昨年から続くコメ不足と米価高騰は、長年にわたる生産調整など農政のひずみが招いたと指摘される。今回の参院選では各党が農業支援の強化やコメ増産の訴えでおおむね一致する。

 人口減と高齢化で農業の担い手は減り続ける。食料供給だけでなく、環境保全や集落維持など、農業にはさまざまな機能があることを踏まえ、目指す農政の姿を競い合ってもらいたい。

 公約で違いが目立つのは、農家への直接給付だ。

 自民党は水田政策見直しや農業予算の別枠確保、公明党はコメ流通の実態調査や農地の集約による収益力強化などを掲げるが、給付には言及していない。

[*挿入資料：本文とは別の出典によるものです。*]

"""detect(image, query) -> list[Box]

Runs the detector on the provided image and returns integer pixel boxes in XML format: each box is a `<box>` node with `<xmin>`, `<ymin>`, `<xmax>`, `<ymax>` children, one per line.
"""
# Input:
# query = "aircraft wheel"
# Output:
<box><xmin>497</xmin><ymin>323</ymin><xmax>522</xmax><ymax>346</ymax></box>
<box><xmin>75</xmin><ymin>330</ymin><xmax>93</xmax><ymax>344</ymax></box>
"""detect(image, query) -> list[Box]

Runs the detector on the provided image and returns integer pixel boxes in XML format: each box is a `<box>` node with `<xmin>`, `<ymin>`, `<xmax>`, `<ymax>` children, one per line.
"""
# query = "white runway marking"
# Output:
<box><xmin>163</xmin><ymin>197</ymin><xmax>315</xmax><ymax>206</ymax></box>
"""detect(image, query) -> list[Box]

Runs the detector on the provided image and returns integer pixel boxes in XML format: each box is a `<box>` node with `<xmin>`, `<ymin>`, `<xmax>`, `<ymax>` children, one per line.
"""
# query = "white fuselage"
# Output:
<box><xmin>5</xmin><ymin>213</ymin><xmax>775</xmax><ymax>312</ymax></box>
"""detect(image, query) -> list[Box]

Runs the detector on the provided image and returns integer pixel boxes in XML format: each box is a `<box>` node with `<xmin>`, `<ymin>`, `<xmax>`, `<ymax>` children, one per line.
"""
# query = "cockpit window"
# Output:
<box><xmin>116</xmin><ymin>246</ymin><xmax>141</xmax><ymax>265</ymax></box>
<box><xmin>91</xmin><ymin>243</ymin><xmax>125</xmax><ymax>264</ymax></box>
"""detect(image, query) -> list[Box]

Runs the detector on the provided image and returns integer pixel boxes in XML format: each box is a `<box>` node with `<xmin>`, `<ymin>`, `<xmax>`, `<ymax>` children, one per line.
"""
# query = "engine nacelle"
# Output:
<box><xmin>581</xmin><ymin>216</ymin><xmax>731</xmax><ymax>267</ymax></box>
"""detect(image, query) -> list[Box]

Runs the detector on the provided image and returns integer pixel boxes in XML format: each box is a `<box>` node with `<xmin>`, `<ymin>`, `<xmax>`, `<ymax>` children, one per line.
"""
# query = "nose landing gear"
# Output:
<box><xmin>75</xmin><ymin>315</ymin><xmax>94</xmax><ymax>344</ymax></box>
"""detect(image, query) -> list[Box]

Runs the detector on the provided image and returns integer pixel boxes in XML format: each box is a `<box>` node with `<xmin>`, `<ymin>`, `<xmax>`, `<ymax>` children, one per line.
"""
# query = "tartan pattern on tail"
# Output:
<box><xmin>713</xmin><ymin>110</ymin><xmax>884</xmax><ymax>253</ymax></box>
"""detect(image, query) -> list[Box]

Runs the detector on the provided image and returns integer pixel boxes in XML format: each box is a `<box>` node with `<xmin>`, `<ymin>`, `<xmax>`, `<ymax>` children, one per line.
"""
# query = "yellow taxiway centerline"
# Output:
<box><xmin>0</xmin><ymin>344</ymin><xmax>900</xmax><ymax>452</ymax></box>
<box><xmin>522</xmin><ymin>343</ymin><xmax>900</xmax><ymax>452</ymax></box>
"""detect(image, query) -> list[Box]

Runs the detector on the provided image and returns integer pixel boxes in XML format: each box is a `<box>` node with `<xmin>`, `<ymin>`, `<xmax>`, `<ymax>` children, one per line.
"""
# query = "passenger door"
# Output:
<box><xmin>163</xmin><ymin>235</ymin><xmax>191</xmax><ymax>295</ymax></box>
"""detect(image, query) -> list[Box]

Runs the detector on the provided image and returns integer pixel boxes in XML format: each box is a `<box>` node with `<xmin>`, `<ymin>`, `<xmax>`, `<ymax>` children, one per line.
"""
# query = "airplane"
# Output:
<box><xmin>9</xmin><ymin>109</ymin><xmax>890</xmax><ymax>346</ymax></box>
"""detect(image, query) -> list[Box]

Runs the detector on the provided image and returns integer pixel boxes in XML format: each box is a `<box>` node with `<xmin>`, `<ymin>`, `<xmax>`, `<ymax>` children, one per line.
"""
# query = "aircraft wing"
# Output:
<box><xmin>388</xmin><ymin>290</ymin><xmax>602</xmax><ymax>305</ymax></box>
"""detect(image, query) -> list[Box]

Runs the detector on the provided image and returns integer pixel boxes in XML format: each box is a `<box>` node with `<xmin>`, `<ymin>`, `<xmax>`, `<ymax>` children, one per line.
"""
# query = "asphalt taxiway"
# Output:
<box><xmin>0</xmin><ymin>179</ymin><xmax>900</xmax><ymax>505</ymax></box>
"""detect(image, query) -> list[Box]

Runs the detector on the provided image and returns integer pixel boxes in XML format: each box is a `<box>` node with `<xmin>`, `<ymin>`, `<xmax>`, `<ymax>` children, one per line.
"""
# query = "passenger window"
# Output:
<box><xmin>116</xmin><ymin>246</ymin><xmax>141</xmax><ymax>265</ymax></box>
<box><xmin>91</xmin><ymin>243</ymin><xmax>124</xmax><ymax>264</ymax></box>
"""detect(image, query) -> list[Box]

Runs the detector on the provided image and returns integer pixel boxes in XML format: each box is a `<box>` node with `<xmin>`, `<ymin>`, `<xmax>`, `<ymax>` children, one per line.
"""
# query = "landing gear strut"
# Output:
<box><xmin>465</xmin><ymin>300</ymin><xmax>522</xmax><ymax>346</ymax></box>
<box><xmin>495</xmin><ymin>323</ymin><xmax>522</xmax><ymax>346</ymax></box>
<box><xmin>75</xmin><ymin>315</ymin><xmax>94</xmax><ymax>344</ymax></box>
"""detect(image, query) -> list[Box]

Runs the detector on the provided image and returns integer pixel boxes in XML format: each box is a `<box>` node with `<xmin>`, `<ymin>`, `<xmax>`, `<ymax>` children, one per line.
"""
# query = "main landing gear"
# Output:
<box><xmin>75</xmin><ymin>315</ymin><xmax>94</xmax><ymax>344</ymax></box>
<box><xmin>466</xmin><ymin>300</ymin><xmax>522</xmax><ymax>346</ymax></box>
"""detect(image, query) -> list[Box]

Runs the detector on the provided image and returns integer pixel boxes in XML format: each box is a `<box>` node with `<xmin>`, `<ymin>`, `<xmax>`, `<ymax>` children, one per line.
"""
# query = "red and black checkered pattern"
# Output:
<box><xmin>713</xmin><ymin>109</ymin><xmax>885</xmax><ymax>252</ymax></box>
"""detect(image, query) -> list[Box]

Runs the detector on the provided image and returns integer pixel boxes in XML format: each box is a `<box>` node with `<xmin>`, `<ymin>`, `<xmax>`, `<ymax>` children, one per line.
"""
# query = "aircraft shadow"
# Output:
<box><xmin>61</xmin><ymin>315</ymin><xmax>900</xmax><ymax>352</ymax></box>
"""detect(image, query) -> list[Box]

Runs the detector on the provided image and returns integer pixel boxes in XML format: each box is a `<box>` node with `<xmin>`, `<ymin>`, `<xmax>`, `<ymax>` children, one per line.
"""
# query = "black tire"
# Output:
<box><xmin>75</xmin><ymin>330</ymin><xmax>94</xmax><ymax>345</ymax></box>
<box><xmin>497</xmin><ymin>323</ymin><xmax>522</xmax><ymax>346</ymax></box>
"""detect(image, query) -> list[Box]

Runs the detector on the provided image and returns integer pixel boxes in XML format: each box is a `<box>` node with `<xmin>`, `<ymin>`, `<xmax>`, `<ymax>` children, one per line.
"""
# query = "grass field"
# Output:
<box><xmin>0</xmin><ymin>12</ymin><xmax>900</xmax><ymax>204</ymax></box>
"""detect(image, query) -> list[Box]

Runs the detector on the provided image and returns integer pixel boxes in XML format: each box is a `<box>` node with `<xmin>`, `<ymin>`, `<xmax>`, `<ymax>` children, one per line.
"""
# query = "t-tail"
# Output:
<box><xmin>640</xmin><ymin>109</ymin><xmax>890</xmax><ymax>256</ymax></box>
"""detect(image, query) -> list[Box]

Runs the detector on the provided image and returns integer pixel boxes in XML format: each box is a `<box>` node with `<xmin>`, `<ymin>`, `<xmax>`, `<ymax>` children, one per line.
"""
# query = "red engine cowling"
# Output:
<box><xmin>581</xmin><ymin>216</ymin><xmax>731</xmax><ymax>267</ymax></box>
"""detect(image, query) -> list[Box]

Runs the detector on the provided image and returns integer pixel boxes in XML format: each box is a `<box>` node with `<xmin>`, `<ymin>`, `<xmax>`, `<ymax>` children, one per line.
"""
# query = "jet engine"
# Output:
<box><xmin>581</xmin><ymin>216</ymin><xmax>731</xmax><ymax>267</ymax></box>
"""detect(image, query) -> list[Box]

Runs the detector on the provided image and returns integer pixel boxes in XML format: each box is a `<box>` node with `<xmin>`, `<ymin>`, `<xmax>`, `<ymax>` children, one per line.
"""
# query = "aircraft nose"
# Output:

 一方、立憲民主党は「食農支払」と銘打つ直接支払制度の創設を、共産党と国民民主党は収穫量や農地の面積に応じた給付を、社民党は戸別所得補償の復活を掲げる。また日本維新の会はコメ輸入制度の見直しや「稼げる農業」を唱える。

 旧民主党政権が2009年に掲げた戸別所得補償制度は、農産物の生産コストが販売価格を下回れば差額を補塡(ほてん)する内容だった。農家の規模を問わず補償の対象としたため、ばらまきの批判を浴びた。

 しかし今後コメ増産に転じるには、価格が下落しても農家の経営が成り立つような施策を練り上げる必要がある。

 直接支払いを実施する場合、限られた財源の中で最大限の効果を上げるには生産コストが低い大規模農家に対象を集中させるのが理にかなう。

 しかし兵庫県を例に取れば、5ヘクタール未満の小規模農家の農地が全体の7割を占める。その担い手がいなくなれば農産物の生産量が減るだけでなく、農地の荒廃や乱開発で環境破壊を加速しかねない。農家が安心して生産し、消費者も納得できる支援策を構築しなければならない。

 重要なのは、多様な担い手に適切な支援を行い農業の魅力を高め、次代の人材を育てることだ。過疎にあえぐ集落などに人を呼び込み、地域の活力を高める効果も期待できる。

 農業の何を守り、どこを改革していくか、良識の府・参議院らしい長期的な視点の議論を期待したい。